United States District Court, D. South Carolina

April 21, 2015

C.N.H.W., a minor, by and through her Parent and Natural Guardian, Sacora L. Wise, Plaintiff,
v.
CAROLYN W. COLVIN, COMMISSIONER OF SOCIAL SECURITY ADMINISTRATION, Defendant.

REPORT AND RECOMMENDATION

BRISTOW MARCHANT, Magistrate Judge.

The Plaintiff filed the complaint in this action pursuant to 42 U.S.C. § 405(g), seeking judicial review of the final decision of the Commissioner wherein she was denied disability benefits. This case was referred to the undersigned for a report and recommendation pursuant to Local Civil Rule 73.02(B)(2)(a) (D.S.C.).

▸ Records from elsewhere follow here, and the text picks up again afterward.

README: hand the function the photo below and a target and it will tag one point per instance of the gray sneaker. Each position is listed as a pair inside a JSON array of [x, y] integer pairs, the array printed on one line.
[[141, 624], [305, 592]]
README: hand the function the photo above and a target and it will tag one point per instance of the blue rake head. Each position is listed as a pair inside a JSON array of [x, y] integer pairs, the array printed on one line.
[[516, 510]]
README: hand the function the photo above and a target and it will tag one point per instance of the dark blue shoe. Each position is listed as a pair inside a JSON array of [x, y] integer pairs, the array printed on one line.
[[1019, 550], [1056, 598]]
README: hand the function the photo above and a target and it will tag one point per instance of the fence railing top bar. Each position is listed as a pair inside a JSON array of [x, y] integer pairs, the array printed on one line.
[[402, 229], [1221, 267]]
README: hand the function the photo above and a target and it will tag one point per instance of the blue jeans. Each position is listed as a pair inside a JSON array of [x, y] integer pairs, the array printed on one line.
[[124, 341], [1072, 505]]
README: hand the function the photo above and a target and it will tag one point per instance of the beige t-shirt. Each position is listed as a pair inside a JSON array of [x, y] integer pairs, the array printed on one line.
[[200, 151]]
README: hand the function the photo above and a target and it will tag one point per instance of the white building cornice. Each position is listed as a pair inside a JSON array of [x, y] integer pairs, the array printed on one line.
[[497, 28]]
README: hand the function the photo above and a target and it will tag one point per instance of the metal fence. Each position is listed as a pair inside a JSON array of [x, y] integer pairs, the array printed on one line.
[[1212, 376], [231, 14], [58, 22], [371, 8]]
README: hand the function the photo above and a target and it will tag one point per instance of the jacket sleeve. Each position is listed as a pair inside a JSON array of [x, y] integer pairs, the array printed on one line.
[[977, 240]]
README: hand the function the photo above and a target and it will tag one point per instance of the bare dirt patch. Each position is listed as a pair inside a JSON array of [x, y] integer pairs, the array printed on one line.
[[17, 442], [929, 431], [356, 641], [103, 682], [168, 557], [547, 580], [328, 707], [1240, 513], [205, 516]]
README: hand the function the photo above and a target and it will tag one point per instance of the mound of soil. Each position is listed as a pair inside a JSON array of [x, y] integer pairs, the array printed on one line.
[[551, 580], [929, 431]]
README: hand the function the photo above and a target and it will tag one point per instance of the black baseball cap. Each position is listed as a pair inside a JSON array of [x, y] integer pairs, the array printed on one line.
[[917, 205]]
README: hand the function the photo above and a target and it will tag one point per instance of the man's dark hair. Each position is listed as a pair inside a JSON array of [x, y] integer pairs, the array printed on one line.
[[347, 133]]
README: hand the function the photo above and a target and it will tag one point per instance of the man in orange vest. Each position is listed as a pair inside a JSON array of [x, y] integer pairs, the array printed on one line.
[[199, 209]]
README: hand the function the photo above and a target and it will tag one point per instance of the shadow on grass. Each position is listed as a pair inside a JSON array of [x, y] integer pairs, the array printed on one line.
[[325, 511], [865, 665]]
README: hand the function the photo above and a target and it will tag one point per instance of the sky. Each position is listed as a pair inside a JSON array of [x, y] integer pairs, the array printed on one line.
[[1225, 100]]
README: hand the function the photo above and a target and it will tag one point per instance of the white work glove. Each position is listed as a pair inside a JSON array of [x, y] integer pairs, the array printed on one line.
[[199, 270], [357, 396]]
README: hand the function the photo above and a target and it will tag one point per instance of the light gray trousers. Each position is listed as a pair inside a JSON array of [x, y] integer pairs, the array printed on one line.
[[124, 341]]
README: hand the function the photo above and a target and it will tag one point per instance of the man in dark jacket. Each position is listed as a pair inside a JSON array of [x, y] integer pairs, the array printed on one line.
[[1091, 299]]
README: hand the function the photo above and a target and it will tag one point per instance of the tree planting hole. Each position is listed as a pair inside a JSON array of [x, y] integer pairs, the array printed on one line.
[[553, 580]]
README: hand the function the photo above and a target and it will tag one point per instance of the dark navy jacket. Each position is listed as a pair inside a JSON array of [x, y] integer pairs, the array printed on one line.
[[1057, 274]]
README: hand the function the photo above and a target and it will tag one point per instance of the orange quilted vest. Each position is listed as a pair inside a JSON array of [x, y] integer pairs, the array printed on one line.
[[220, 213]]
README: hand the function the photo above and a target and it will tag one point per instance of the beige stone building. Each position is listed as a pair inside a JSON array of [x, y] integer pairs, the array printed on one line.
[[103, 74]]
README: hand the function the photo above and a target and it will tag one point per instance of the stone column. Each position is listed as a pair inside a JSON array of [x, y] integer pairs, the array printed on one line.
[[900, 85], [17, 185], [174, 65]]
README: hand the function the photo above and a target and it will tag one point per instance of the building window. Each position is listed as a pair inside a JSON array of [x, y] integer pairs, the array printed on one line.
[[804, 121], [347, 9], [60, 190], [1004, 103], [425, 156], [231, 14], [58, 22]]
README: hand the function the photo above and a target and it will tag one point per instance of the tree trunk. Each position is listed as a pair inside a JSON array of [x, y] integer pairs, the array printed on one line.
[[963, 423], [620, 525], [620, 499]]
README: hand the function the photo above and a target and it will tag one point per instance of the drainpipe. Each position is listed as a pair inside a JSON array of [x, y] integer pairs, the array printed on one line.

Plaintiff applied for child's Supplemental Security Income (SSI) on October 27, 2010 (protective filing date), alleging disability as of March 1, 2009, due to difficulty paying attention, developmental delays, and a learning disability. (R.pp. 92, 154-159, 202). Plaintiff's claims were denied both initially and upon reconsideration. Plaintiff then requested a hearing before an Administrative Law Judge (ALJ), which was held on July 24, 2012. (R.pp. 11-53). The ALJ thereafter denied Plaintiff's claims in a decision issued October 10, 2012. (R.pp. 92-106). The Appeals Council denied Plaintiff's request for a review of the decision, thereby making the determination of the ALJ the final decision of the Commissioner. (R.pp. 4-8).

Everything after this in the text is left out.